When the Women’s Action Group (WAG) sent letters to student mailboxes, inviting each of us to submit papers to the Feminist Symposium, I noticed an inordinate number of them in the recycling, but other than that, something sure did catch my eye: written on one of the letters in pretty violent lettering was “I’m a BOY!”
So? I truly do fail to see how one’s penis would prevent him from having written a feminist paper or presenting that paper at such a venue. Is it that a male couldn’t possibly be a feminist? Perhaps a male would have no motivation for being a feminist even if he could be? Or is it, rather, that a male wouldn’t be welcome to present a feminist paper at an event sponsored by WAG?

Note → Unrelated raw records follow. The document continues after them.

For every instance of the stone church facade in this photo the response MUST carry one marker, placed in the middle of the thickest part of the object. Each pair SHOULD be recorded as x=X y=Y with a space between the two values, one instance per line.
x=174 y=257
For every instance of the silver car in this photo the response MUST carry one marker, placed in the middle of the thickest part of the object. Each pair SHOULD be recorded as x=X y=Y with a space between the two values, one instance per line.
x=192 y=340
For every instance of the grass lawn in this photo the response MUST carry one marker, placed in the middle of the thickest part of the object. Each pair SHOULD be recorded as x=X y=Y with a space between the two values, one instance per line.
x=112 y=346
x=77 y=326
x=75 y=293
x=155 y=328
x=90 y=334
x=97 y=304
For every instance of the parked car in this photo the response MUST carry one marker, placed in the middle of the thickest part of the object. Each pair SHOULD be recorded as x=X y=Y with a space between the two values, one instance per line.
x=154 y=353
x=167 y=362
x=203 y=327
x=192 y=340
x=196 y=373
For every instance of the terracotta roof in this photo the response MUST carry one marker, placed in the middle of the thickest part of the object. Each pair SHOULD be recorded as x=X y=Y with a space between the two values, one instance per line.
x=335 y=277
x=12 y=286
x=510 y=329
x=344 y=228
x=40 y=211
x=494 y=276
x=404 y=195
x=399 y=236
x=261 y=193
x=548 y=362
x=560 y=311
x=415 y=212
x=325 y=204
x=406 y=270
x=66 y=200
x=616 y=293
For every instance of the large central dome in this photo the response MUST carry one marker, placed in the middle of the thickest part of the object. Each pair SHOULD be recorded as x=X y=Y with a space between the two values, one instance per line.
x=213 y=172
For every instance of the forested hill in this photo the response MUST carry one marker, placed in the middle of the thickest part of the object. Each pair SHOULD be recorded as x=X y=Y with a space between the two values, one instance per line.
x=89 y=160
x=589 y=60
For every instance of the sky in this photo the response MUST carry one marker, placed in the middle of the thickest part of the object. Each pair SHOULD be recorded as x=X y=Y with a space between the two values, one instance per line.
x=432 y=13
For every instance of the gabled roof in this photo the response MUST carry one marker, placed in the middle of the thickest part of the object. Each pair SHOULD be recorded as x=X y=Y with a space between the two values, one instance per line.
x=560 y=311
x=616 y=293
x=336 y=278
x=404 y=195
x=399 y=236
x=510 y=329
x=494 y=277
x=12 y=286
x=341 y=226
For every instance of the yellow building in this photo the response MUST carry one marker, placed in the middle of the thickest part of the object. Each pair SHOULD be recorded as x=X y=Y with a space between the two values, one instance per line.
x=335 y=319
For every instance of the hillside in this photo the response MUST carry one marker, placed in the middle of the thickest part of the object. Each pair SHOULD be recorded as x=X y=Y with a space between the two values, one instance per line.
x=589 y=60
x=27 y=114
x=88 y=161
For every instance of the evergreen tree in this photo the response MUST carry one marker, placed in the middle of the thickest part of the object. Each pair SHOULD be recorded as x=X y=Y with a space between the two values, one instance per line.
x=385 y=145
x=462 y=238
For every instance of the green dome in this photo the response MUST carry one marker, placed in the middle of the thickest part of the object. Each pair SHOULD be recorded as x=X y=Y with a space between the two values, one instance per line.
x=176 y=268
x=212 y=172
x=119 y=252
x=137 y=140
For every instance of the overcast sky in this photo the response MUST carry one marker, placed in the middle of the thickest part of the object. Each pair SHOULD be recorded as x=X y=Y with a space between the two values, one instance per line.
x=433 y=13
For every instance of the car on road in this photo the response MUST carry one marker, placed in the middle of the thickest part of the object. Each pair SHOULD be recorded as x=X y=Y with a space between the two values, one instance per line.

Well, according to some radical feminists, no, a man could not be a feminist, but I’m willing to assert that such feminists are an incredibly small minority as far as that thought goes. Feminism is different for each individual, feminist or otherwise. That’s true for a great many things, like capitalism or socialism, Christianity or Buddhism. So, it’s not that a man can’t be a feminist.
To address the question of a man’s motivation for being a feminist, I’ll talk about my own. Feminism, for me, is about how gender (the shirts we wear, the games we play and the way we walk) shapes and restricts our lives. Do I propose that we just do away with gender entirely? I’m a pragmatic person who’d like to see the real lives of real people change in my time, so yes, but that’s not what I’m after. I believe that each person has a right to equality, and I don’t think that the way gender works for us makes allowances for that sort of equality. There are very specific limitations placed on us based on our sex; those are the rules of gender, and to step outside of them can sometimes have very serious ramifications imposed by society. So, for me, feminism is about breaking down the things that keep us from being closer to a more real egalitarianism, and equality serves everyone, including men; therefore, it makes good sense for a man to be a feminist if he’s interested in equal rights for people in general.

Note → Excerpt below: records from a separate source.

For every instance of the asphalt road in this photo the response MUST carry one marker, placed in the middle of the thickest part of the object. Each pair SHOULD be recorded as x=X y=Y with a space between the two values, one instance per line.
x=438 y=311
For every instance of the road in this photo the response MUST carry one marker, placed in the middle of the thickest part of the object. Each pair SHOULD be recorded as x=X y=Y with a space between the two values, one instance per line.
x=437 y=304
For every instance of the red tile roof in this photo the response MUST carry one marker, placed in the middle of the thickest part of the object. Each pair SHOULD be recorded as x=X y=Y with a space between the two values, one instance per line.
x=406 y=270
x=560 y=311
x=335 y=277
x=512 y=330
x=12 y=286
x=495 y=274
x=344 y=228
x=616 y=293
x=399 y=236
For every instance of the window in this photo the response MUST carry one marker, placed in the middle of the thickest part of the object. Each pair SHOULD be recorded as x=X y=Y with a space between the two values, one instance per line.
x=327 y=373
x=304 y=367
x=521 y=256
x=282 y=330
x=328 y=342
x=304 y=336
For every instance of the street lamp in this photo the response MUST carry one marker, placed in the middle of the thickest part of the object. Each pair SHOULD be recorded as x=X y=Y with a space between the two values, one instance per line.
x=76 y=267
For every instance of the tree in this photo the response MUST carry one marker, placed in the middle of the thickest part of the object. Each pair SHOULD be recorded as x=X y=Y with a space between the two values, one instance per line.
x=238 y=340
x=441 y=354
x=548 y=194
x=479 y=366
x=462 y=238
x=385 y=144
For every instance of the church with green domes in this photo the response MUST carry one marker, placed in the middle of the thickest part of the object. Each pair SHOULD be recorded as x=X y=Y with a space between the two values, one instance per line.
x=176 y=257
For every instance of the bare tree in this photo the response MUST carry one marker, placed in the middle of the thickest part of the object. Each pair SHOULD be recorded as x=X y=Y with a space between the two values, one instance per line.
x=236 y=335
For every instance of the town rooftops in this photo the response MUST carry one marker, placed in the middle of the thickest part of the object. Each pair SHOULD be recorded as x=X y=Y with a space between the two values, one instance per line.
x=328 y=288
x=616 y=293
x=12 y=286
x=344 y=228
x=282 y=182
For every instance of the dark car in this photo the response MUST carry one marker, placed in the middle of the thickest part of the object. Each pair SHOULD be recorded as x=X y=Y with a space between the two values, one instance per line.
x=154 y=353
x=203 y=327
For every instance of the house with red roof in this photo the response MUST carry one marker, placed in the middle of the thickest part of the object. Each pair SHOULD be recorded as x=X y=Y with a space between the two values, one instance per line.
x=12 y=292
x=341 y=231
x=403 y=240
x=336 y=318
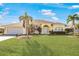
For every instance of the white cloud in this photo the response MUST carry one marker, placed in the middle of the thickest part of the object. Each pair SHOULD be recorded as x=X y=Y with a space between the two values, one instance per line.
x=47 y=12
x=74 y=6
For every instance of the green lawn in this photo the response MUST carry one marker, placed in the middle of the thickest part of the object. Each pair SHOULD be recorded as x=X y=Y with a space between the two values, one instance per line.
x=41 y=45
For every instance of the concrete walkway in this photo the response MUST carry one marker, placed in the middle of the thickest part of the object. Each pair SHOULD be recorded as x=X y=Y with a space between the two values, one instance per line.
x=5 y=37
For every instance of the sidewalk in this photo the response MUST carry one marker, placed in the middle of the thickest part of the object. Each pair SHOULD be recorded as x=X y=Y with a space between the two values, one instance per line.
x=5 y=37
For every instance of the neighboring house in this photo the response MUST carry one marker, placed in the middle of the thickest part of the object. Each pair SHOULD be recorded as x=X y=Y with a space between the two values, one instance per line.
x=17 y=28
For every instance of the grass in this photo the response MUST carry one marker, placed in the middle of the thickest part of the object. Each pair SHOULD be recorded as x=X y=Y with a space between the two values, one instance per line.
x=41 y=45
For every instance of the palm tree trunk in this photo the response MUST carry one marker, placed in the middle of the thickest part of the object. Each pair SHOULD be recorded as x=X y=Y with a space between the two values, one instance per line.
x=74 y=27
x=27 y=28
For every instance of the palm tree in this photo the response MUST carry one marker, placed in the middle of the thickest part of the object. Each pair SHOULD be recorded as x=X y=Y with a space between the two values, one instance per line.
x=25 y=18
x=73 y=18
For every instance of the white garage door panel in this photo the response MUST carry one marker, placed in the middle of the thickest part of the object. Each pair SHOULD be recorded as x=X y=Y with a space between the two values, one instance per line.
x=15 y=31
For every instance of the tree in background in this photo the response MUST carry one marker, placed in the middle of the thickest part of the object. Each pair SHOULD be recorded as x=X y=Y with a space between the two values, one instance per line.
x=73 y=18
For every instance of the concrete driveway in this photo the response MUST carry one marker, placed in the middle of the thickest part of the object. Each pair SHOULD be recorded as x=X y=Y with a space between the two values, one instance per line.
x=5 y=37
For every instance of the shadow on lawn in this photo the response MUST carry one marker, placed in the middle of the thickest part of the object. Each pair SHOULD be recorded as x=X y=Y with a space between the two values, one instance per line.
x=29 y=48
x=33 y=48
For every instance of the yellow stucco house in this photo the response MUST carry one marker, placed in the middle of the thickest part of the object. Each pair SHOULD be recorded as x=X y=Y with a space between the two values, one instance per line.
x=17 y=28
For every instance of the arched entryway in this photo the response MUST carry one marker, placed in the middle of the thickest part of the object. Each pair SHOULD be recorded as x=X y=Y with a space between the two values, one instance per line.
x=45 y=29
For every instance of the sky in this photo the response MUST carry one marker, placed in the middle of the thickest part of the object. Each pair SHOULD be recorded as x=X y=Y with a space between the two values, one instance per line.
x=54 y=12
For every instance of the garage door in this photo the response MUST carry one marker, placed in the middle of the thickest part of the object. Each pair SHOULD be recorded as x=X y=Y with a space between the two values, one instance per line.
x=14 y=31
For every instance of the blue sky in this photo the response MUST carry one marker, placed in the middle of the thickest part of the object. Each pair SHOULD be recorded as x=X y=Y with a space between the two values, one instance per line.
x=55 y=12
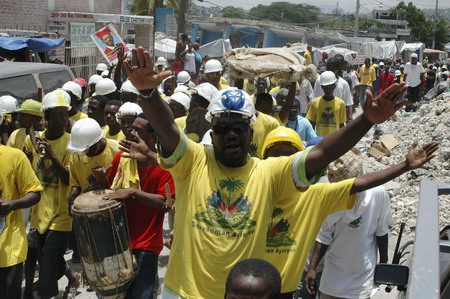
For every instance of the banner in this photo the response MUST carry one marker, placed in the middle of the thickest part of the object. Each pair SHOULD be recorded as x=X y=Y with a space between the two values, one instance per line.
x=109 y=42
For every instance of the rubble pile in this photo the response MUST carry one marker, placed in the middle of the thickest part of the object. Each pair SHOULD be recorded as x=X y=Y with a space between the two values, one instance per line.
x=431 y=122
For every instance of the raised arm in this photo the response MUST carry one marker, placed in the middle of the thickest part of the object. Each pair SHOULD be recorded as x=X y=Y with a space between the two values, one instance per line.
x=338 y=143
x=142 y=75
x=415 y=158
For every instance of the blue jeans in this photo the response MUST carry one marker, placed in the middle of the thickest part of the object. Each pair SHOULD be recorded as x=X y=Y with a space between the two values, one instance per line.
x=52 y=263
x=144 y=280
x=362 y=95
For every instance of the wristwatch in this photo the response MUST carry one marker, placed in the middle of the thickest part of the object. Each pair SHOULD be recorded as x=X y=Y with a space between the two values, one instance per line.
x=147 y=93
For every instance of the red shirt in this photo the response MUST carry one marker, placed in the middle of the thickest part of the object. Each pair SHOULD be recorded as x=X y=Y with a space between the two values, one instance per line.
x=386 y=80
x=145 y=223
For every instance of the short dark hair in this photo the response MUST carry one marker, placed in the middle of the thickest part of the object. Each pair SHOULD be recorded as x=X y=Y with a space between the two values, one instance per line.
x=114 y=103
x=101 y=99
x=257 y=268
x=149 y=126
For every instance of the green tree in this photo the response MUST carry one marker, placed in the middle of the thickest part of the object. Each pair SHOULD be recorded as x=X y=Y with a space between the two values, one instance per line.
x=286 y=12
x=234 y=12
x=421 y=28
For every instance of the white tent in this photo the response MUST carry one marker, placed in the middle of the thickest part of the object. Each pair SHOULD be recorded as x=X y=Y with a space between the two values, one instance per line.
x=410 y=48
x=166 y=48
x=215 y=49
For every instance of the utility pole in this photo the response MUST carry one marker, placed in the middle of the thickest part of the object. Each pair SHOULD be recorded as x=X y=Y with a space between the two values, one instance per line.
x=434 y=26
x=355 y=34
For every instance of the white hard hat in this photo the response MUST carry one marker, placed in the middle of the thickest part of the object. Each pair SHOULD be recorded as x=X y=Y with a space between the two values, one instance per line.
x=161 y=61
x=101 y=67
x=232 y=100
x=56 y=98
x=8 y=104
x=183 y=77
x=85 y=133
x=128 y=108
x=207 y=90
x=105 y=86
x=127 y=86
x=327 y=78
x=94 y=79
x=74 y=88
x=182 y=98
x=212 y=66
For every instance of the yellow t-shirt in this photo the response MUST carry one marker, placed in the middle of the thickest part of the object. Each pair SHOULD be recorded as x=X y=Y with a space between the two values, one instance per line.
x=17 y=178
x=295 y=223
x=77 y=116
x=367 y=76
x=308 y=58
x=328 y=115
x=263 y=126
x=52 y=211
x=181 y=122
x=81 y=167
x=119 y=136
x=17 y=138
x=224 y=218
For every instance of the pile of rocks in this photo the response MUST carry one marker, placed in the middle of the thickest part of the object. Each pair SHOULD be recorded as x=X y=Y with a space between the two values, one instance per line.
x=431 y=122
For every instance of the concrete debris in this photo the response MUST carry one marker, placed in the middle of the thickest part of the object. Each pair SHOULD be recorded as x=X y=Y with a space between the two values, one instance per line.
x=431 y=122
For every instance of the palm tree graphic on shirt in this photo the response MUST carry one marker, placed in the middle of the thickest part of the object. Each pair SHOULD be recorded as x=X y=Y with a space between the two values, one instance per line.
x=227 y=207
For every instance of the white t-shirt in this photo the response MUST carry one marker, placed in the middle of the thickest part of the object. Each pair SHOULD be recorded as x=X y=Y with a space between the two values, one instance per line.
x=305 y=91
x=413 y=72
x=341 y=91
x=352 y=254
x=189 y=65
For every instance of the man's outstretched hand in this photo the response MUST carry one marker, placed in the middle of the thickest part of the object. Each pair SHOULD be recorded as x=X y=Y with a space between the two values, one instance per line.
x=141 y=73
x=379 y=110
x=417 y=157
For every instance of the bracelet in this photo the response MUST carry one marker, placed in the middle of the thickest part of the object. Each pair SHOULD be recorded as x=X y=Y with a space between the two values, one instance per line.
x=147 y=93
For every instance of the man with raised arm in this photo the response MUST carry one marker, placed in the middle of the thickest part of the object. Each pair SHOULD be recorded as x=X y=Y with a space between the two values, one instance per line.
x=226 y=197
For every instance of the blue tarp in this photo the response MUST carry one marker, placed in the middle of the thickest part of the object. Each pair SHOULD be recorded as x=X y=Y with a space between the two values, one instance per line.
x=35 y=44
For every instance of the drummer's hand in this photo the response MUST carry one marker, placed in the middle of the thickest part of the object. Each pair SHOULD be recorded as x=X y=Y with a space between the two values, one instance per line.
x=6 y=207
x=101 y=175
x=120 y=194
x=141 y=73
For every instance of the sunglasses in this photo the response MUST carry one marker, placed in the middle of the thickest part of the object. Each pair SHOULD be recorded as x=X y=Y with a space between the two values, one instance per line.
x=240 y=128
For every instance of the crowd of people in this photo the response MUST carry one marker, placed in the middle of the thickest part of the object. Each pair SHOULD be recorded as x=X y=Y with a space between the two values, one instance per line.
x=264 y=173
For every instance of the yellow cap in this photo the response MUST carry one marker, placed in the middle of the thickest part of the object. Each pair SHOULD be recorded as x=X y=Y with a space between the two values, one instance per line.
x=31 y=107
x=282 y=135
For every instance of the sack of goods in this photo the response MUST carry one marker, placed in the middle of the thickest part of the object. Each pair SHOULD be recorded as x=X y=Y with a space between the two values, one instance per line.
x=281 y=63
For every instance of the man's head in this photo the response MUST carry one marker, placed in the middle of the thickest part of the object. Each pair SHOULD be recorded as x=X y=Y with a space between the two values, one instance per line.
x=264 y=103
x=253 y=278
x=29 y=114
x=85 y=138
x=96 y=108
x=414 y=58
x=328 y=83
x=231 y=113
x=125 y=117
x=261 y=85
x=56 y=106
x=281 y=141
x=213 y=72
x=111 y=108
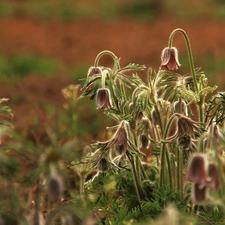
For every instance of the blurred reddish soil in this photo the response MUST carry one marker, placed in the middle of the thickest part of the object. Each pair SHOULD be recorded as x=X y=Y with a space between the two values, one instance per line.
x=77 y=43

I know that WAG was interested in male presenters and had at least one, but beyond that welcome, men should be interested in participating in WAG programs for the reasons I discussed above. Promoting women in much the same way that men are promoted is not about making women better than men, it’s about making women and men equal in culture, in society and in their relationships.

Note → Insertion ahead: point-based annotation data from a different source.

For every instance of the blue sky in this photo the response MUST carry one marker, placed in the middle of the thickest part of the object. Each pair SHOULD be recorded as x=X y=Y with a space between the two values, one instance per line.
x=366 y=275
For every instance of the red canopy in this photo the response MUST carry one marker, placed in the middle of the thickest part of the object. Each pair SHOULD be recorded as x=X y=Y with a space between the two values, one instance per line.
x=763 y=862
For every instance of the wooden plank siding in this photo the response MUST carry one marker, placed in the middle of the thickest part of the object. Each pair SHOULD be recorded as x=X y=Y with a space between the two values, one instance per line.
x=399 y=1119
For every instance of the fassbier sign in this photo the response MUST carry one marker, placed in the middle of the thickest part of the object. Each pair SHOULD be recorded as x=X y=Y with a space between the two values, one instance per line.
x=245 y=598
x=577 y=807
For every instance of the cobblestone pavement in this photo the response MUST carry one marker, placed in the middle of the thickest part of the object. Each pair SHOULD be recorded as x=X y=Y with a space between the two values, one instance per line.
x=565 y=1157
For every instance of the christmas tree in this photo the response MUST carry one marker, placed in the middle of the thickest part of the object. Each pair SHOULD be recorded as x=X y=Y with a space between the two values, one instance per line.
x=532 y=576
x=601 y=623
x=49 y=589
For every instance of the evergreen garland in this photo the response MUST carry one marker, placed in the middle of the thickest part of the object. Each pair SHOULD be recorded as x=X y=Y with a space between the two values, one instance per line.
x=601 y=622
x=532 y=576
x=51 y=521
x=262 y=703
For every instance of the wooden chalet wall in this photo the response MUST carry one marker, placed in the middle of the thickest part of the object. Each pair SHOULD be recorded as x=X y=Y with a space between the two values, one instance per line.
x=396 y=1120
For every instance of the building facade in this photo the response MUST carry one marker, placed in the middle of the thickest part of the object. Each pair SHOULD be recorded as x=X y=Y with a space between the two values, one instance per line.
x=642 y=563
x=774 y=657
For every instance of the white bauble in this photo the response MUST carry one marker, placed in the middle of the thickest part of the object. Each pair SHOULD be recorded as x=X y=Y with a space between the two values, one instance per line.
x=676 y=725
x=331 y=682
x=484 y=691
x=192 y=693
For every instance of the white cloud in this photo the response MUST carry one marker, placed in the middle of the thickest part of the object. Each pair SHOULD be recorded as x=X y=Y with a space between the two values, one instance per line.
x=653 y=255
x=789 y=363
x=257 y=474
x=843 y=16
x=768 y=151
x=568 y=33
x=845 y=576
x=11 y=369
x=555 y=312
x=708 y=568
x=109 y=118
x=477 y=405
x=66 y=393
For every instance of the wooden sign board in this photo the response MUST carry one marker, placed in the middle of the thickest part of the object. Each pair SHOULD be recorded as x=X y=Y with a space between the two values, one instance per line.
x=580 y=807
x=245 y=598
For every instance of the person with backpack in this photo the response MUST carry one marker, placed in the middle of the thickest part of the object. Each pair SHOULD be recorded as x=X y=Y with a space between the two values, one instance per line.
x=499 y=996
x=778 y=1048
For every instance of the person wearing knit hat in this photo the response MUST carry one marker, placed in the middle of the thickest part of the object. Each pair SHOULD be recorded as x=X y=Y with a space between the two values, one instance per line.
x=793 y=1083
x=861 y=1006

We live in separate buildings when we do virtually the same things in them. We have separate bathrooms even though everything we need to accomplish in them can be done in the privacy of a stall, and it really shakes people up when you suggest that a male and a female could live in the same room together without it becoming a hedonistic sex-fest or a perfect set-up for sexual assault. These things aren’t about making women better than men, but they are, to me, feminist issues because they are simple—yet incredibly fundamental—expressions of how our genitals predicate our lives.